Le parti est audacieux. Moderne. «Il a fallu expliquer Le Corbusier et Siza». Toutefois, les affectations différentes posent la question de la préservation et d’un retour, plus ou moins adapté, aux formes originelles.
Eduardo Souto de Moura se remémore un «happening» où un artiste s’était proposé de vivre trente jours avec un coyote. Après deux semaines, l’animal était apprivoisé. «Les édifices patrimoniaux sont des animaux féroces», assure l’architecte.
Et donc, de jouer du passé tourmenté. «Il y a les fenêtres du monastère et les fenêtres de l’usine. Siza ouvre les fenêtres comme il se lave les dents. Il faut un ordre, fermer pour ouvrir. Nous faisons des fenêtres du dedans pour le dehors».
De fait, pour lui, le thème de la fenêtre est obsessionnel. VENISE, Eduardo Souto de Moura propose «un édifice avec trois fenêtres, un espace vide comme celui de Le Corbusier à Rio de Janeiro».
«Il n’y a pas de moralisme dans le patrimoine ; un peu de mouvement moderne, de temps en temps, ne fait pas de mal», assure l’homme de l’art.
Plus que les maquettes blanches, la réalisation illustre la finesse de l’approche.
Enfin, sacre des modernes, LE THORONET. «J’étais invité à faire une installation. Quand je suis arrivé, j’ai découvert un chaos complet. Le parking n’est pas digne. L’architecture n’est pas un art, tout au plus est-il un art social. Aussi, ai-je proposé un petit bar et des toilettes», révèle Eduardo Souto de Moura.

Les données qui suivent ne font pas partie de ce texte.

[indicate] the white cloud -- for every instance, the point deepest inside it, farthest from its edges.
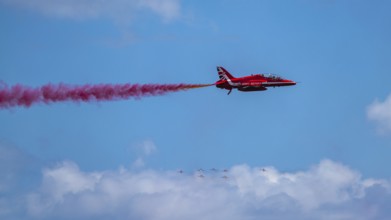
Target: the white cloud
(120, 10)
(328, 190)
(380, 112)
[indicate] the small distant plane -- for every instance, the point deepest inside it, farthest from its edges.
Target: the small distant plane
(255, 82)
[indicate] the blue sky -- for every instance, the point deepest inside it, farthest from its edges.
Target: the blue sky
(337, 119)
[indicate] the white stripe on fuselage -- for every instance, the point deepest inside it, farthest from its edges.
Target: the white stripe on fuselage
(275, 83)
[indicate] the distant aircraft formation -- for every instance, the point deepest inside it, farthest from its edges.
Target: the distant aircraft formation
(213, 172)
(255, 82)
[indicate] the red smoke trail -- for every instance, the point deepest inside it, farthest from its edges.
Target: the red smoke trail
(19, 95)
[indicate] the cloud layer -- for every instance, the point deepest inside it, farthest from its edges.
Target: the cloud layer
(380, 112)
(328, 190)
(120, 10)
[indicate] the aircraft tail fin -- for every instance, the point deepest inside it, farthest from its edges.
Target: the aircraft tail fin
(224, 74)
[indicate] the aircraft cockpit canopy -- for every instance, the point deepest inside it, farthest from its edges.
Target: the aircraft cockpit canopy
(271, 75)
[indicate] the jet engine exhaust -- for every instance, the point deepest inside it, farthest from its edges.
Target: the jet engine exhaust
(20, 95)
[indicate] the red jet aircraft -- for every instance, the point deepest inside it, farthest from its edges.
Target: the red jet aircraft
(255, 82)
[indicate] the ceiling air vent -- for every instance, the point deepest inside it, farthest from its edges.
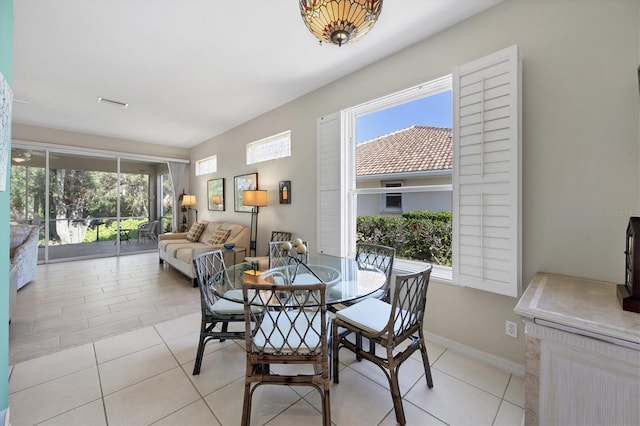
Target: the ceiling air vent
(112, 102)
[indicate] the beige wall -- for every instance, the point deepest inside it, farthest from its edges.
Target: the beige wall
(581, 152)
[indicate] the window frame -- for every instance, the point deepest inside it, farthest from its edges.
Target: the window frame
(390, 187)
(201, 170)
(349, 121)
(264, 144)
(337, 180)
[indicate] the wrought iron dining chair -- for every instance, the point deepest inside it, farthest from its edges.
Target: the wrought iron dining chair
(387, 325)
(290, 328)
(382, 258)
(210, 270)
(262, 262)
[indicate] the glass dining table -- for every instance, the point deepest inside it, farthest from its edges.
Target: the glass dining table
(346, 279)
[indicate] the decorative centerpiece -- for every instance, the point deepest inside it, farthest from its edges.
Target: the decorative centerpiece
(295, 271)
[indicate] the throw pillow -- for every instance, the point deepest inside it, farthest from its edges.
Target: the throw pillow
(195, 231)
(219, 236)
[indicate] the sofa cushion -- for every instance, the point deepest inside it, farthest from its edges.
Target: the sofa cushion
(195, 231)
(219, 236)
(234, 229)
(164, 244)
(208, 230)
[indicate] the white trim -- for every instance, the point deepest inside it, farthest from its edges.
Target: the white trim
(432, 87)
(500, 363)
(67, 149)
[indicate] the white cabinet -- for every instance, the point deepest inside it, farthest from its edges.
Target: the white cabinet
(583, 354)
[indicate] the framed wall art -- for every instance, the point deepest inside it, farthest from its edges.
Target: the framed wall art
(215, 194)
(240, 184)
(285, 191)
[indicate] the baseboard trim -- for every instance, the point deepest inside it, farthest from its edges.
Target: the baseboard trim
(4, 417)
(493, 360)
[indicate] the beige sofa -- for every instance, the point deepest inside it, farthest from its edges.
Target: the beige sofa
(179, 252)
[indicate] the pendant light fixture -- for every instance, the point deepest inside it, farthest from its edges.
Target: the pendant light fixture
(340, 21)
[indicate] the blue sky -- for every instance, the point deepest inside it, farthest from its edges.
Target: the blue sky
(435, 110)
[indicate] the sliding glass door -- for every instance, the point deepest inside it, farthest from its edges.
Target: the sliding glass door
(87, 205)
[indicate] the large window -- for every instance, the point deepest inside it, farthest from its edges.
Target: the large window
(485, 187)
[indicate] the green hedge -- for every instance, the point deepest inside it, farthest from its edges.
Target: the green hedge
(418, 235)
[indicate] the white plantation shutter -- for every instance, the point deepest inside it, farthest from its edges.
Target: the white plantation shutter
(330, 193)
(486, 173)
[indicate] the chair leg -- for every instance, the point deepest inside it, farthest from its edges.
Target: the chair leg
(326, 407)
(246, 405)
(200, 353)
(334, 353)
(225, 328)
(358, 346)
(425, 362)
(395, 395)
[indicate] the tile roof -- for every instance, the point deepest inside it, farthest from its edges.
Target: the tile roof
(414, 149)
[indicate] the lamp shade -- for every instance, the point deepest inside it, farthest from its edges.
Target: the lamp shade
(256, 198)
(189, 200)
(340, 21)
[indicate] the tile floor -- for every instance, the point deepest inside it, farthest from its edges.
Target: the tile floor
(73, 303)
(141, 374)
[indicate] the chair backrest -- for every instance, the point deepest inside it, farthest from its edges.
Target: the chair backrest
(210, 269)
(408, 304)
(286, 322)
(280, 257)
(379, 256)
(153, 228)
(280, 236)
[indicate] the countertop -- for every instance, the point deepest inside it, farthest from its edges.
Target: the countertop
(579, 303)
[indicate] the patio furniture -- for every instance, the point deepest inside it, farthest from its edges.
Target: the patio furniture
(124, 235)
(148, 230)
(210, 269)
(390, 326)
(23, 251)
(290, 329)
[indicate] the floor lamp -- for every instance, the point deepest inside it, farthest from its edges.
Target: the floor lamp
(189, 201)
(254, 198)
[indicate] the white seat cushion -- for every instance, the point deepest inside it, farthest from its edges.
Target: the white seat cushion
(371, 315)
(229, 307)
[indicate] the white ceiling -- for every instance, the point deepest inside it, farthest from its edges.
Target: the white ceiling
(189, 70)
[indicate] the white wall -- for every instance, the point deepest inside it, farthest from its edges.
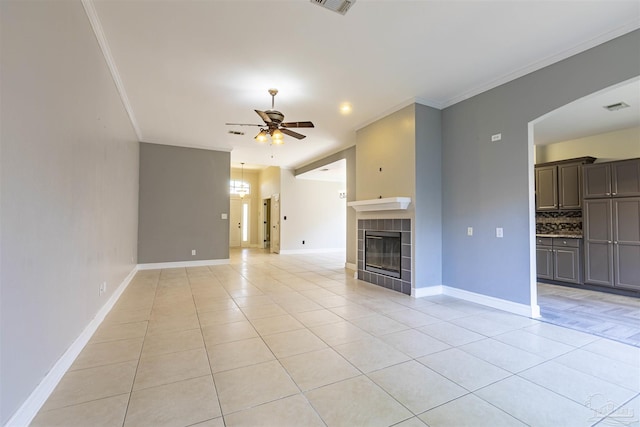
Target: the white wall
(69, 186)
(314, 213)
(618, 145)
(269, 182)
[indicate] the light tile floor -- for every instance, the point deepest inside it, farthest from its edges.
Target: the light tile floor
(599, 313)
(297, 341)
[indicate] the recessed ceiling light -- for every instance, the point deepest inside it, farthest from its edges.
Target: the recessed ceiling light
(345, 108)
(617, 106)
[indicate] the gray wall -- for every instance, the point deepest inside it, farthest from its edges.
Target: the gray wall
(183, 192)
(69, 186)
(428, 197)
(349, 155)
(487, 185)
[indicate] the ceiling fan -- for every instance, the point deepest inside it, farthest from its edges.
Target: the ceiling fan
(273, 124)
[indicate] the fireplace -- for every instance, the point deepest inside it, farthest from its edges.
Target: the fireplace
(392, 269)
(382, 252)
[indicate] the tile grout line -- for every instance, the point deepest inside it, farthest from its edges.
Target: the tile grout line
(141, 349)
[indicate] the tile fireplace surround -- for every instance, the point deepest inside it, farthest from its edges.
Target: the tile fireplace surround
(402, 225)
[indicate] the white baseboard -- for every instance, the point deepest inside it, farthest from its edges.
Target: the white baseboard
(427, 291)
(351, 266)
(29, 409)
(309, 251)
(500, 304)
(179, 264)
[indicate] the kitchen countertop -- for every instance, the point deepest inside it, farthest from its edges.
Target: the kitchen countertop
(564, 236)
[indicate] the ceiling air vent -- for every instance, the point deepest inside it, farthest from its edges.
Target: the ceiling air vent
(340, 6)
(617, 106)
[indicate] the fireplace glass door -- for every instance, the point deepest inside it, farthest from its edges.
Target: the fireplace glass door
(382, 253)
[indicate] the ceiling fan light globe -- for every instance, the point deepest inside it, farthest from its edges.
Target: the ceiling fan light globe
(261, 137)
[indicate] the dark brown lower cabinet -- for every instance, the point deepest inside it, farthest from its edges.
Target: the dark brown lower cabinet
(612, 242)
(559, 259)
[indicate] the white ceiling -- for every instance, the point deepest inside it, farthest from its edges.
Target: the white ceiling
(188, 67)
(587, 116)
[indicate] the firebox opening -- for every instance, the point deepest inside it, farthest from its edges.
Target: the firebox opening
(382, 252)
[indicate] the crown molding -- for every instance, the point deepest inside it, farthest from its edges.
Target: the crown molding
(552, 59)
(92, 14)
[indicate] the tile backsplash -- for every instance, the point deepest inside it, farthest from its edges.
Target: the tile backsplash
(569, 222)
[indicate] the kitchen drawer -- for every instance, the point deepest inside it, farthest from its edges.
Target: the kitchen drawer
(545, 241)
(559, 242)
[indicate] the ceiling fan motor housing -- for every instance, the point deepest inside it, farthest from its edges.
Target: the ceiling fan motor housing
(275, 116)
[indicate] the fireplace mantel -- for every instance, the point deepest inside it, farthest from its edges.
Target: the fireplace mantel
(386, 204)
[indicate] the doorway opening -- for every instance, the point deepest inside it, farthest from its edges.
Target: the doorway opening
(266, 223)
(560, 267)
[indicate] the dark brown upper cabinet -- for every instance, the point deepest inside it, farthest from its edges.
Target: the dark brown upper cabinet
(559, 184)
(612, 179)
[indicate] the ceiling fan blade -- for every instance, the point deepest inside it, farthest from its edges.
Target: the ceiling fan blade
(297, 125)
(263, 116)
(292, 133)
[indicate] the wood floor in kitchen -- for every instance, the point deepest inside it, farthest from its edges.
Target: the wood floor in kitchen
(612, 316)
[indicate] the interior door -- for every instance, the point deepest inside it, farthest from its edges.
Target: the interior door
(235, 223)
(266, 223)
(275, 224)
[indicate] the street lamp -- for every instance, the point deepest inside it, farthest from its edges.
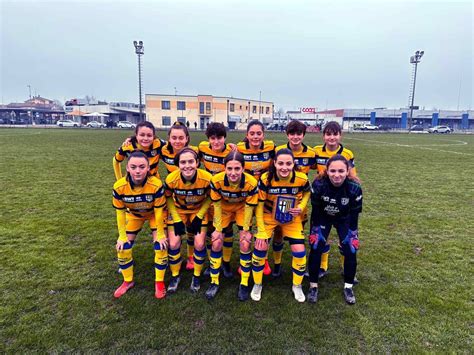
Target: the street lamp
(414, 59)
(139, 50)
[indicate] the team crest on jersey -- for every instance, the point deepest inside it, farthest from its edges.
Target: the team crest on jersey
(283, 205)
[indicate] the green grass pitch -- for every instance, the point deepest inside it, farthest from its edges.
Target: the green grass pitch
(58, 264)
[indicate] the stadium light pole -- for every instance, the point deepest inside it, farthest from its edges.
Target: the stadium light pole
(139, 50)
(414, 59)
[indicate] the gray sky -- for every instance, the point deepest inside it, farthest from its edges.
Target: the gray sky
(332, 54)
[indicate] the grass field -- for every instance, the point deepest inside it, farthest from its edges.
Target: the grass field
(58, 269)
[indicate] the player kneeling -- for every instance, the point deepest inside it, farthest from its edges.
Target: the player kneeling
(234, 194)
(187, 198)
(137, 198)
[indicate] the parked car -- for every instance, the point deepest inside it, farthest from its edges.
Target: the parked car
(67, 123)
(439, 129)
(125, 124)
(95, 124)
(416, 128)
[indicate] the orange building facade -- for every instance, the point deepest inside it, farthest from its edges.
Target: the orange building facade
(234, 113)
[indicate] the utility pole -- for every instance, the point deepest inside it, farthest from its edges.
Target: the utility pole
(414, 59)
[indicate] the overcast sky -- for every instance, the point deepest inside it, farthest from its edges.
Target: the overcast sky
(334, 54)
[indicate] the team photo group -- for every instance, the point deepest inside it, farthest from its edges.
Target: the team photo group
(262, 189)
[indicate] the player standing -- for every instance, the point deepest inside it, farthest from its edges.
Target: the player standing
(337, 201)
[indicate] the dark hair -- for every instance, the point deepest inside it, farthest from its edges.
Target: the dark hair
(138, 154)
(180, 126)
(185, 150)
(338, 157)
(147, 124)
(297, 127)
(272, 169)
(253, 123)
(235, 155)
(332, 128)
(216, 129)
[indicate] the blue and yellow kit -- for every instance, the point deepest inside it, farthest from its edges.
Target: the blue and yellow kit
(233, 202)
(140, 203)
(257, 161)
(213, 161)
(276, 197)
(305, 159)
(188, 197)
(168, 154)
(323, 154)
(153, 154)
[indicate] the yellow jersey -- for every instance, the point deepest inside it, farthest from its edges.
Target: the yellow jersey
(152, 153)
(323, 154)
(292, 188)
(305, 159)
(140, 200)
(167, 155)
(246, 191)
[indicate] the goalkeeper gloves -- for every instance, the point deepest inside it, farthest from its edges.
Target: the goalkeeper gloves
(195, 226)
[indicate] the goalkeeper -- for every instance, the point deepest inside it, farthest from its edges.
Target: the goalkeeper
(337, 201)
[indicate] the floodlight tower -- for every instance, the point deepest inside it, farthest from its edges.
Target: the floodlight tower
(414, 59)
(139, 50)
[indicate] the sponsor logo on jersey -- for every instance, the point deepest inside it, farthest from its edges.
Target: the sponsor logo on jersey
(331, 210)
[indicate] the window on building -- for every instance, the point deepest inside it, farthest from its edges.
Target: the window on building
(166, 121)
(181, 105)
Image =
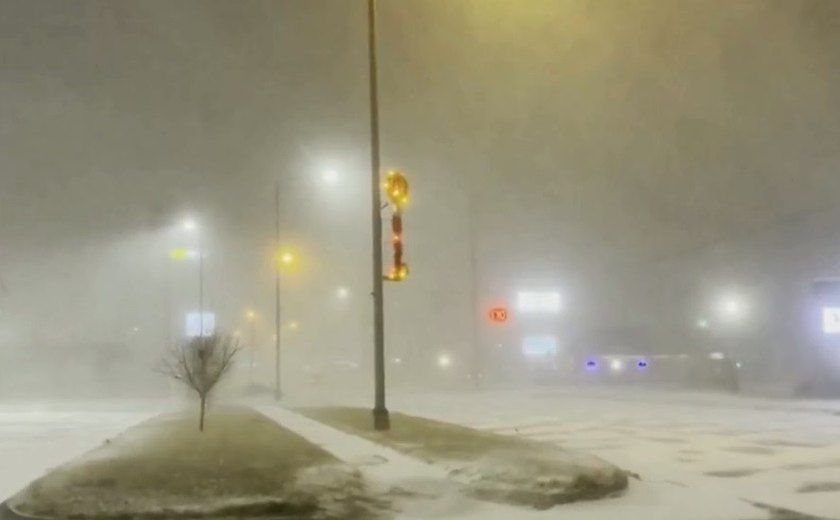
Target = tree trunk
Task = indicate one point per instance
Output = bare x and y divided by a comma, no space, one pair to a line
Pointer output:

La mise en lumière des espaces intérieurs scandalise l’architecte : «c’est comme mettre une lampe dans sa bouche pour se transformer en fantôme».
«Il ne faut pas voir l’origine de la lumière», assène-t-il. «Une chose est voir, l’autre comprendre. Ce n’est pas une question de contemplation mais de compréhension d’un système et d’une règle».
Les clichés du monastère se succèdent les uns aux autres. Il a maintenant vraiment notre attention.
Drinnn... Année 01, l’heure est écoulée, l’appel de la cigarette très fort.
Salve d’applaudissements pour l’autre maître de Porto.